The proposals aim to increase accountable care organization participation flexibility, improve program operations and encourage faster two-sided risk transitions. Proposed rule public comments are due Sept. 12.
Here are eight things to know:
1. The proposed rule updates include reducing the duration that ACOs can take part in a one-sided risk model under the BASIC track from seven to five years, starting with agreement periods on or after Jan. 1, 2027, to promote a faster two-sided risk transition.
2. ACOs could enter new agreements on or after Jan. 1, 2027, to meet the 5,000 beneficiary minimum in the third benchmark year only, not all three. ACOs that fall below the threshold in any year may see shared savings and losses caps and face limits to participation in BASIC track.

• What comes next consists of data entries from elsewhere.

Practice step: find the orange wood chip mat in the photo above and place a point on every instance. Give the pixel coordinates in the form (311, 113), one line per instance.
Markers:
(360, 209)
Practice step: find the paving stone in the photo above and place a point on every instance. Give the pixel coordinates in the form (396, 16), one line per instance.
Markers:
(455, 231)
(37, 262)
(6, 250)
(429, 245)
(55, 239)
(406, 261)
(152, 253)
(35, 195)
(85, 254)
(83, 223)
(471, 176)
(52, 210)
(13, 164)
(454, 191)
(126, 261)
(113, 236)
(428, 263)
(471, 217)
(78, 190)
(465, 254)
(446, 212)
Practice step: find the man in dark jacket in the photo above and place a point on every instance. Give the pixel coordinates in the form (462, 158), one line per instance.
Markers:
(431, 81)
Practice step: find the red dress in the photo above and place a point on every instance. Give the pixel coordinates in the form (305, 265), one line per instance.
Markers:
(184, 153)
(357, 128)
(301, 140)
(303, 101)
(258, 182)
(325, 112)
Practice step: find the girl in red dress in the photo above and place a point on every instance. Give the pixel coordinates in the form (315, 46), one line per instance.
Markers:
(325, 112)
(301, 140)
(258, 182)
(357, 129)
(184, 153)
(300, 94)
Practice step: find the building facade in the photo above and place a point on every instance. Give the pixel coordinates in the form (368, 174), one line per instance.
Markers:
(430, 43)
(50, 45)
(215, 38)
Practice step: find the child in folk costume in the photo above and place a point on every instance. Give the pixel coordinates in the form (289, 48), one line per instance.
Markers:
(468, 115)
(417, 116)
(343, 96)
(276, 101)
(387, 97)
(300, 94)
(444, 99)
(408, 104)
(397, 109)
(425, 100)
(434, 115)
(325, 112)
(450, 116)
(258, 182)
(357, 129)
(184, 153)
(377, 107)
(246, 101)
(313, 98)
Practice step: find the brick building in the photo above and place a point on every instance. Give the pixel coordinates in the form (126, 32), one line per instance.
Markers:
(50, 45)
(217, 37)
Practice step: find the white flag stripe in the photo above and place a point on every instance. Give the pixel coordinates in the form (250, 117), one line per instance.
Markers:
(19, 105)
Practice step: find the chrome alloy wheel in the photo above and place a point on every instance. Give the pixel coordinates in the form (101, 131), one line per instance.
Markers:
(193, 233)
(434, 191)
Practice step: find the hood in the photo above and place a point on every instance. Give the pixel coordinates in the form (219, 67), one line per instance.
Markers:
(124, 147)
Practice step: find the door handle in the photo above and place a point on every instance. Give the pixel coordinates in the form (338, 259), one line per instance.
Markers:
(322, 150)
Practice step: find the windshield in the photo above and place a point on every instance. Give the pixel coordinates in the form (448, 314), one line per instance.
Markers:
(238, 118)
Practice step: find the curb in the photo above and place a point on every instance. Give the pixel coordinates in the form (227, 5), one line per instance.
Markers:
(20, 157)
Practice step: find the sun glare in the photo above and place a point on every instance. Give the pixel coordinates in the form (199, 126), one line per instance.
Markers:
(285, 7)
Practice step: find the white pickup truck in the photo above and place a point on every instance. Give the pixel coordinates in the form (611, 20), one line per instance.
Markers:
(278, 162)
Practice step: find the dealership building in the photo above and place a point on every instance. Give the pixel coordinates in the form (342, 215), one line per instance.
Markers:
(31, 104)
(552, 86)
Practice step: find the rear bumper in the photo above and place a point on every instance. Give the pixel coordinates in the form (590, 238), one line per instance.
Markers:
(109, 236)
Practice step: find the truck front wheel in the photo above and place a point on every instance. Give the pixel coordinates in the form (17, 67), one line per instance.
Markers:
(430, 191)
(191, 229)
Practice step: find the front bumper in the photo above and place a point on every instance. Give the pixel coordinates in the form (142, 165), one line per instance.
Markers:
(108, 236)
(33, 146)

3. CMS proposes removing health equity adjustment to ACOs’ quality scores in 2025, highlighting overlap with incentives such as the electronic Clinical Quality Measure/MIPS CQM and the Complex Organization Adjustment.
“Our proposal to remove the health equity adjustment would deduplicate scoring factors and further simplify our quality scoring methodology,” the release said.
4. The Medicare Clinical Quality Measure-eligible beneficiaries definition would be updated in 2025 to align better with ACO-assignable populations in an attempt to ease burdens in patient matching needed to report Medicare CQMs.
5. CMS proposed multiple updates to the APP Plus quality measure set for Shared Savings Program ACOs. This includes the removal of the “Screening for Social Drivers of Health” from the APP Plus quality measure set. It also suggests updating CAHPS survey modes to feature a web-mail-phone protocol beginning in 2027.
6. ACOs affected by attacks such as ransomware would have extreme and uncontrollable circumstances relief extended to them beginning in performance year 2025. The extension would be pending MIPS EUC application approval.
7. During the performance year, ACOs would be required to report skilled nursing facility or participant affiliate changes should there be a change of ownership, with a goal to improve program participation continuity.
8. CMS also aims to revise the definition of primary care services for beneficiary assignment, rename “health equity benchmark adjustment” to “population adjustment,” and monitor quality and alternative quality performance compliance standards beginning in 2026.